2.2.2. Uit de gedingstukken komt naar voren dat aan appellante een vergoeding van extra vakantie over 2011 is toegekend omdat zij herstellende was van een ziekenhuisopname vanwege de, niet-causale, bacteriële meningitis. De Raad is met verweerder van oordeel dat in een dergelijke (tijdelijke) situatie het hiervóór omschreven beleid met zich mee brengt dat zo’n vakantie niet voor meer jaren achtereen kan worden toegekend, maar dat jaarlijks een aanvraag moet worden ingediend om zo te kunnen beoordelen of de dan geldende medische omstandigheden het toekennen van een extra vakantie medisch noodzakelijk maken. Zoals ook onder 2.2.1 is aangegeven behoort het toekennen van een vergoeding voor een reguliere vakantie niet (meer) tot de mogelijkheden.

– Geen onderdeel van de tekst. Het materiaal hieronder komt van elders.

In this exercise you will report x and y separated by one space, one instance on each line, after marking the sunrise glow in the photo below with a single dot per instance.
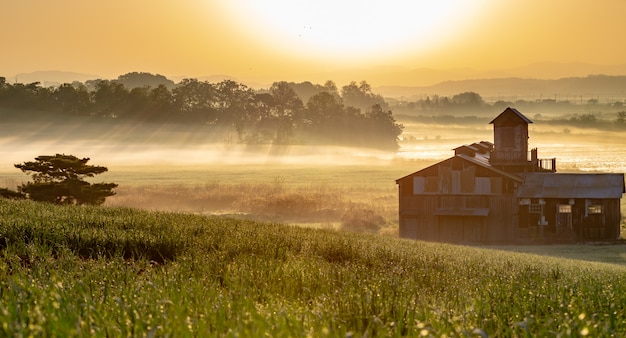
354 31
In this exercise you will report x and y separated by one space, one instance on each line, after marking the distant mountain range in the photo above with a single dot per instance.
601 87
507 85
51 77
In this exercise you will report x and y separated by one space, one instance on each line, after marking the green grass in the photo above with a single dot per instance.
108 271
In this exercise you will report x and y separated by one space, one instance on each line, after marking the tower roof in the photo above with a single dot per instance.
511 114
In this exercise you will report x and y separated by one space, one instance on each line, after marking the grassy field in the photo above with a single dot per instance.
315 196
111 271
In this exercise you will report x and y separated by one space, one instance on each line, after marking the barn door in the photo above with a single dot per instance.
564 216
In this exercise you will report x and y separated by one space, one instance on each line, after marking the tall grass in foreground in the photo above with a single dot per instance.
85 271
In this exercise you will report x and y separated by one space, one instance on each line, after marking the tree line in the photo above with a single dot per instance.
286 113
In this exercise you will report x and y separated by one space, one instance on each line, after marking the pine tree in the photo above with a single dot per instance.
60 179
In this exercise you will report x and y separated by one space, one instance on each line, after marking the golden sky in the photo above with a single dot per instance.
263 41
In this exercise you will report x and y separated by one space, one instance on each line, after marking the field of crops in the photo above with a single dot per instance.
111 271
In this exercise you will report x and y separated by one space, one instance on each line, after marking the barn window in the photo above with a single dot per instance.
535 208
565 209
595 209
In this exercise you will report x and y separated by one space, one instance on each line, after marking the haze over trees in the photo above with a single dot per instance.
352 115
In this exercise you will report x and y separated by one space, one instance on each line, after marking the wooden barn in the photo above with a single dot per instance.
503 193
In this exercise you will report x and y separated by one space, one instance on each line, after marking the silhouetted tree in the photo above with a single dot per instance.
361 96
59 179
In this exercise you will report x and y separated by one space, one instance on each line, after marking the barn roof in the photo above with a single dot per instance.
509 113
479 159
551 185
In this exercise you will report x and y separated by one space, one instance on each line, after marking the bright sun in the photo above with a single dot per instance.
354 30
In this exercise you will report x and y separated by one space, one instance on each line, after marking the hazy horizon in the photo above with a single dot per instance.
385 43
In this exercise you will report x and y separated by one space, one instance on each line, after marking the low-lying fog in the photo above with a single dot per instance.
576 149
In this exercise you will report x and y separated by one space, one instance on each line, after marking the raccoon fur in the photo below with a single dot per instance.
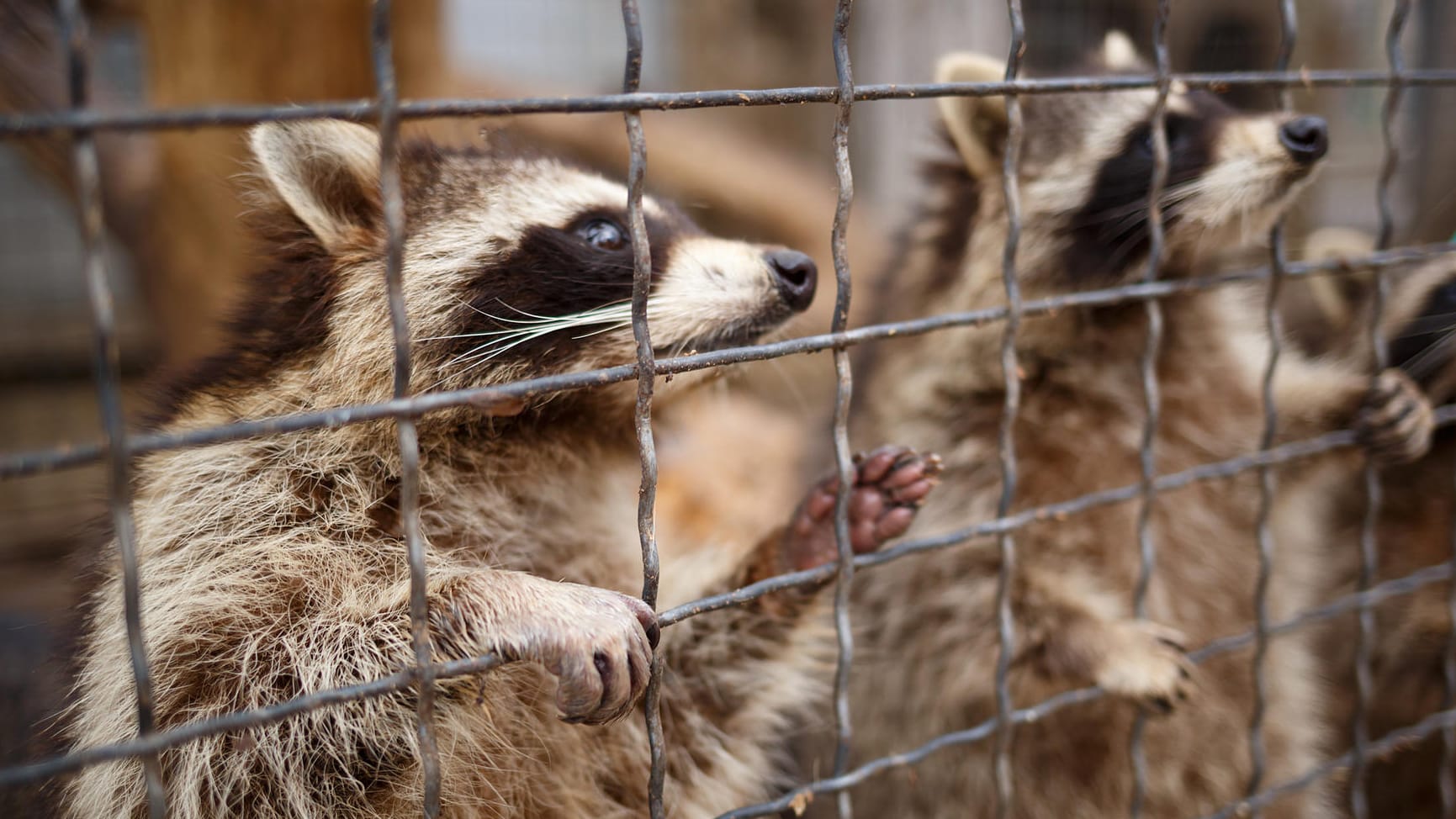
1414 531
276 566
928 627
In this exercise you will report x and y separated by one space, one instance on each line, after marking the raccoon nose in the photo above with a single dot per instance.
1306 139
795 277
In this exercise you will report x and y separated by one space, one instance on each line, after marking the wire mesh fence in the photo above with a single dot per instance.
119 446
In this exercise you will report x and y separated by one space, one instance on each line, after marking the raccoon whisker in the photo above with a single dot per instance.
1426 361
1137 209
1427 325
535 319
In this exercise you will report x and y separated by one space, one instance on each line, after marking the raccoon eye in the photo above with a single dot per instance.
603 235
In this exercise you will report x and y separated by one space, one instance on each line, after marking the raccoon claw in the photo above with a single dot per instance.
601 653
1395 422
1145 663
890 484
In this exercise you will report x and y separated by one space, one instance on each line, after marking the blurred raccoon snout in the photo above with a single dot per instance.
1305 139
794 275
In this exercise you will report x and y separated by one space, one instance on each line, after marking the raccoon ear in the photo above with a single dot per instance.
976 124
1119 53
325 172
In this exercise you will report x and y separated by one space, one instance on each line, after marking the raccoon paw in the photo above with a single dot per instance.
1145 663
1395 422
890 484
599 646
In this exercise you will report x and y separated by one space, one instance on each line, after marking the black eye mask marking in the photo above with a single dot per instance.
557 271
1109 230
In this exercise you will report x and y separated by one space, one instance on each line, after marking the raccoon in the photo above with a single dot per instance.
274 568
1412 533
928 623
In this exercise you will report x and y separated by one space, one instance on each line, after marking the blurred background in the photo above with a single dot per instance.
765 173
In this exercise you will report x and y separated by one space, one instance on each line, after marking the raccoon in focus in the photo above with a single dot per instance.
928 625
276 566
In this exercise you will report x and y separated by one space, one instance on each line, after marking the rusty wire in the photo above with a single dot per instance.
1374 492
1005 436
392 203
1147 374
117 448
105 355
844 392
1268 483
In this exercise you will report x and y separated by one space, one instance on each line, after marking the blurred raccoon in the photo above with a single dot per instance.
276 566
1414 531
928 621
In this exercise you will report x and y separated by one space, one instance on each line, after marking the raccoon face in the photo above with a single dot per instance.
513 265
1088 163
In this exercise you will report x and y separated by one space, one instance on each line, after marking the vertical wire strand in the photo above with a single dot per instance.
107 364
1268 483
392 198
1005 440
1152 404
647 446
1446 779
839 242
1369 527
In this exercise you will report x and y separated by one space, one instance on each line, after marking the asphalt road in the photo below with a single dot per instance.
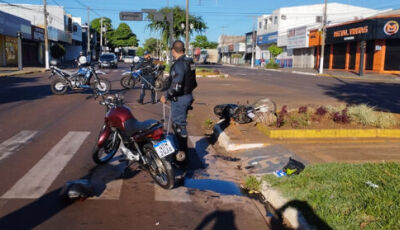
296 89
46 140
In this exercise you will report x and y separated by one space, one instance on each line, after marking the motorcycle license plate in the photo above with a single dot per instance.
164 148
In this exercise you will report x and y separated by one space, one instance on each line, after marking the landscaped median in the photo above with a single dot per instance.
341 195
359 121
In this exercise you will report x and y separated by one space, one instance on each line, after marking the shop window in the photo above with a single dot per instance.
370 50
353 52
392 56
339 56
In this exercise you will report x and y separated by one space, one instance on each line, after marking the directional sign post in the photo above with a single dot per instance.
131 16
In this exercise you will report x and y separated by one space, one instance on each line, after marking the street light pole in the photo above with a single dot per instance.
88 33
187 28
46 36
321 59
101 35
252 43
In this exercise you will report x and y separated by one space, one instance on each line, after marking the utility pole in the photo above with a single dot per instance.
187 28
321 59
101 35
88 33
46 36
253 39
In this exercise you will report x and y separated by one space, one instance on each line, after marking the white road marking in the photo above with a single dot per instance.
109 175
38 179
11 145
179 194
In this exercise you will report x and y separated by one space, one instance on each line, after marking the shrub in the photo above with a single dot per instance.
281 117
321 111
303 109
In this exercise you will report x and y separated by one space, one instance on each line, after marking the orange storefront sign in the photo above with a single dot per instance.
314 38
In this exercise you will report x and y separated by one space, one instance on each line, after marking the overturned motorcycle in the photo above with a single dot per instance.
130 78
78 80
142 142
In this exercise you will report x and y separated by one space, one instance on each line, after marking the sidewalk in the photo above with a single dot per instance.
331 73
13 71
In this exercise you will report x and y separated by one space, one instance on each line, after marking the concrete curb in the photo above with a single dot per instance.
225 142
277 201
16 73
329 133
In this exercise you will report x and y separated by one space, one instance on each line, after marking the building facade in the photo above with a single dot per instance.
290 26
379 36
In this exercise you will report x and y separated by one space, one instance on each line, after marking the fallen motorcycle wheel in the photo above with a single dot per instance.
128 82
160 169
59 87
102 155
103 86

2.3. Namens appellante zijn grieven aangevoerd met betrekking tot andere procedures, maar die worden onbesproken gelaten omdat zij niet vallen binnen de grenzen van dit geding.
2.4. Gezien het voorgaande houdt het bestreden besluit stand. Het beroep moet ongegrond worden verklaard.
3. Voor een proceskostenveroordeling bestaat geen aanleiding.
BESLISSING
De Centrale Raad van Beroep verklaart het beroep ongegrond.
Deze uitspraak is gedaan door A. Beuker-Tilstra en R.Kooper en G.L.M.J. Stevens als leden, in tegenwoordigheid van S.K. Dekker als griffier. De beslissing is uitgesproken in het openbaar op 22 november 2012.